Gossett was struck by the gratitude expressed by the homeowners. "It was really touching," said Gossett, who also appreciated the enthusiasm she felt during a worship service at Franklin Avenue Baptist Church.
"If that is what heaven is going to be like, I am excited," said Gossett, a junior sociology major from Fredericksburg, Va.
Traveling and serving together gave the New Orleans team members new appreciation for each other.
"Seeing their passion for the Lord really impressed me," Gossett said of her cohorts. "I loved Word Players and their performances. They really do have a special gift in how they share the message."
Lyord Watson, 2001 Samford graduate who is now enrolled in Samford's Beeson Divinity School, was team leader.
While Watson's team worked the Big Easy, other Samford groups went east to South Carolina and north to New York City.
Nine students worked with Go Forth Alliance ministry in the Big Apple and Brooklyn Tabernacle, an inner city church.
Building on relationships made during prior spring break trips, the group led by senior management major Landon Eckhardt engaged in street evangelism, adult tutoring, prayer meetings and other ministries.

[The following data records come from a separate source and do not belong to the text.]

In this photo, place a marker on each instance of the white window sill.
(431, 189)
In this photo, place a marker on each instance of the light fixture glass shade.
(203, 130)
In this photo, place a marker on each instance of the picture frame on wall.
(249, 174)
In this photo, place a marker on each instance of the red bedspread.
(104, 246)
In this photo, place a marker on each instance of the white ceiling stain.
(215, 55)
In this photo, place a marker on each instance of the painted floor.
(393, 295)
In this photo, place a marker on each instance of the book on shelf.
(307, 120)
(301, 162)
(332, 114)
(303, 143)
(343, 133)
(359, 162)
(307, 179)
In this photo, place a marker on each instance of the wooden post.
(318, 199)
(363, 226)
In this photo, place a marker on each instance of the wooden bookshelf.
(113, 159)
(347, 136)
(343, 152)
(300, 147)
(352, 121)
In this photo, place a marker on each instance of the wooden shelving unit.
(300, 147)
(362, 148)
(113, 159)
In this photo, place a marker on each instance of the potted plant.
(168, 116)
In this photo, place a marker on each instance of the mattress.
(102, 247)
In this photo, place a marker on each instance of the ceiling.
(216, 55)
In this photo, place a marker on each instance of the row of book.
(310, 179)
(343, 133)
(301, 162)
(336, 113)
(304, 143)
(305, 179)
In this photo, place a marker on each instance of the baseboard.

"God really opened my eyes to see how big He is," said Meagan Sloan, a junior sports medicine major from Oneonta, Ala. "I was amazed to see the Christian ministries already taking place in New York City."
In South Carolina, the 32-member Samford Ministries Choir performed at East Cooper Baptist Church in Charleston and at a retirement community in Laurens. In Spartanburg, they helped clean and make repairs at First Baptist Church.
According to trip leader Stephen Moss, a highlight was the day spent at Spartanburg's Miracle Hill Rescue Mission, where they visited with clients and assisted with meals and other projects. That night, the choir treated the mission's clients to a full concert..
"It was a truly worshipful experience, and we as a choir were moved just as much as those attending," said Moss, a junior journalism and mass communication major from Panama City, Fla.
Choir members commented on how the performance caused them to really think about the words in the songs, said Moss.
"It was so encouraging to us to see the feedback from the mission's clients."